Scheidtmann K H, Echle B, Walter G
J Virol. 1982 Oct;44(1):116-33. doi: 10.1128/JVI.44.1.116-133.1982.
The phosphorylation sites of simian virus 40 large T antigen were determined within the primary structure of the molecule. Exhaustive digestion of (32)P-labeled large T antigen with trypsin generated six major phosphopeptides which could be separated in a newly developed isobutyric acid-containing chromatography system. By partial tryptic digestion, large T antigen was cleaved into an amino-terminal fragment of 17,000 daltons and overlapping fragments from the carboxy-terminal region ranging in size between 71,000 and 13,000 daltons. The location of the phosphopeptides was then determined by fingerprint analyses of individual fragments. Their physical properties were analyzed by sizing on polyacrylamide gels and by sequential digestion and peptide mapping; their amino acid composition was determined by differential labeling with various amino acids. The amino-terminal 17,000-dalton fragment gave rise to only one phosphopeptide (phosphopeptide 3) that contained half of the phosphate label incorporated into large T antigen. It contained phosphoserine and phosphothreonine sites, all of which were clustered within a small segment between Cys(105) and Lys(127). This segment contained five serines and two threonines. Among these, Ser(106), Ser(123), and Thr(124) were identified as phosphorylated residues; in addition, either one or both of Ser(111) and Ser(112) were phosphorylated. The neighboring residues, Ser(123) and Thr(124), were found in three different phosphorylation states in that either Ser(123) or Thr(124) or both were phosphorylated. Phosphopeptides 1, 2, 4, 5, and 6 were all derived from a single fragment extending 26,000 daltons upstream from the carboxy terminus of large T antigen. Phosphopeptide 6 was identical with the previously determined phosphothreonine peptide phosphorylated at Thr(701). Phosphopeptides 1, 2, 4, and 5 contained only serine-bound phosphate. Phosphopeptides 1, 2, and 4 represented overlapping peptides, all of which were phosphorylated at Ser(639) located next to a cluster of six acidic residues. In phosphopeptide 5, a large peptide ranging from Asn(653) to Arg(691), at least two of seven serines were phosphorylated. Thus, large T antigen contains at least eight phosphorylation sites. Their clustering within two separate regions might correlate with structural and functional domains of this protein.

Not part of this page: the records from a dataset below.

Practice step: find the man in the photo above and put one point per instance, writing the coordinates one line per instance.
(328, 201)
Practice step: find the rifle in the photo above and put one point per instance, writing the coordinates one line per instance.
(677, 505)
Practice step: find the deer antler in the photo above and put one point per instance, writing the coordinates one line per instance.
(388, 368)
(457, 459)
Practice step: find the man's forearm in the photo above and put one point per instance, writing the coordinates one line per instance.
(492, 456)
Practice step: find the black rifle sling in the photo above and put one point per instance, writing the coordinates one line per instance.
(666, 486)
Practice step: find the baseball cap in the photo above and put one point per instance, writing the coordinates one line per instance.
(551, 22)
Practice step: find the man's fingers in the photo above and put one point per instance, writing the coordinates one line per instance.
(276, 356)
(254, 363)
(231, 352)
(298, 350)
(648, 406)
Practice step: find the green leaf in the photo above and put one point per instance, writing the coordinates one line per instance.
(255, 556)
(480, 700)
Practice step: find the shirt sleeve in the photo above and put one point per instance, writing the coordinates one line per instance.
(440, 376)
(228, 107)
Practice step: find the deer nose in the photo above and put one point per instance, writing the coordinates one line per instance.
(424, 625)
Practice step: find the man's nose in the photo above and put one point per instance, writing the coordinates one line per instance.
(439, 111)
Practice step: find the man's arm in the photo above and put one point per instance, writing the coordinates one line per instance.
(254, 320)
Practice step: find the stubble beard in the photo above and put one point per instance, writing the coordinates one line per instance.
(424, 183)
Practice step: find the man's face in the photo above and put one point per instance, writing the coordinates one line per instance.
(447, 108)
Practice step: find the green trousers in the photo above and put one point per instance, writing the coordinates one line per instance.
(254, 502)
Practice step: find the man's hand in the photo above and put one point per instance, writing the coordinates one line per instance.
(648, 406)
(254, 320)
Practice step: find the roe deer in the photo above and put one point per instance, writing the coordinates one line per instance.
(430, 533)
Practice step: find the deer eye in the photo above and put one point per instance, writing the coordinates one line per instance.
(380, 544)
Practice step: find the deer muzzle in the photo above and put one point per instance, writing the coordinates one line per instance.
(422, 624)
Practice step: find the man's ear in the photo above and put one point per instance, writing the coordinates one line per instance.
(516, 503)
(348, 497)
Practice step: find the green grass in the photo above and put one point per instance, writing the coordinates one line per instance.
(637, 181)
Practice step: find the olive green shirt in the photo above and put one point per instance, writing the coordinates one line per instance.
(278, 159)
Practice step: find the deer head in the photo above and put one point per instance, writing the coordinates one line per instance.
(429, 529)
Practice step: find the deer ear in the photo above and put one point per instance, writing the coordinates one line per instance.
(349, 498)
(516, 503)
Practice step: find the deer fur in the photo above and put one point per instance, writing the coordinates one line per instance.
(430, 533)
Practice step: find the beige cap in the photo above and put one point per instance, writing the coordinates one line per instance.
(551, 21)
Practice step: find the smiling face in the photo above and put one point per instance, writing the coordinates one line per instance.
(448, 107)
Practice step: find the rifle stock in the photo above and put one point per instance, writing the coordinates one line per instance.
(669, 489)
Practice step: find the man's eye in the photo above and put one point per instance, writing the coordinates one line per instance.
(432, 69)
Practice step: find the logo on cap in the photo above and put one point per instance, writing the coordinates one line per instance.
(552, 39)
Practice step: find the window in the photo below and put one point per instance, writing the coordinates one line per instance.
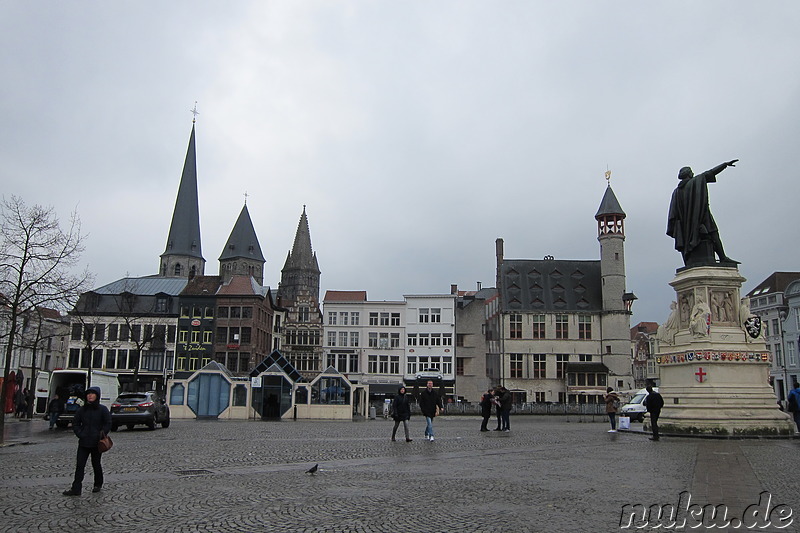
(584, 327)
(516, 360)
(539, 366)
(515, 326)
(538, 326)
(562, 326)
(561, 365)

在猴病毒40大T抗原分子的一级结构中确定了其磷酸化位点。用胰蛋白酶对(32)P标记的大T抗原进行彻底消化,产生了六个主要的磷酸肽,这些磷酸肽可以在新开发的含异丁酸的色谱系统中分离。通过部分胰蛋白酶消化,大T抗原被切割成一个17,000道尔顿的氨基末端片段和来自羧基末端区域的重叠片段,大小在71,000至13,000道尔顿之间。然后通过对各个片段的指纹分析来确定磷酸肽的位置。通过在聚丙烯酰胺凝胶上进行大小分析以及顺序消化和肽图谱分析来分析它们的物理性质;通过用各种氨基酸进行差异标记来确定它们的氨基酸组成。氨基末端的17,000道尔顿片段只产生了一个磷酸肽(磷酸肽3),该磷酸肽包含了掺入大T抗原中的一半磷酸标记。它含有磷酸丝氨酸和磷酸苏氨酸位点,所有这些位点都聚集在Cys(105)和Lys(127)之间的一个小片段内。这个片段包含五个丝氨酸和两个苏氨酸。其中,Ser(106)、Ser(123)和Thr(124)被鉴定为磷酸化残基;此外,Ser(111)和Ser(112)中的一个或两个被磷酸化。相邻的残基Ser(123)和Thr(124)处于三种不同磷酸化状态,即要么Ser(123)要么Thr(124)或者两者都被磷酸化。磷酸肽1、2、4、5和6都来自一个从大T抗原羧基末端向上游延伸26,000道尔顿的单一片段。磷酸肽6与先前确定的在Thr(701)处磷酸化的磷酸苏氨酸肽相同。磷酸肽1、2、4和5只含有与丝氨酸结合的磷酸。磷酸肽1、2和4代表重叠肽,它们都在紧邻六个酸性残基簇的Ser(639)处被磷酸化。在磷酸肽5中,一个从Asn(653)到Arg(691)的大肽段中,七个丝氨酸中的至少两个被磷酸化。因此,大T抗原至少含有八个磷酸化位点。它们在两个不同区域内的聚集可能与该蛋白质的结构和功能域相关。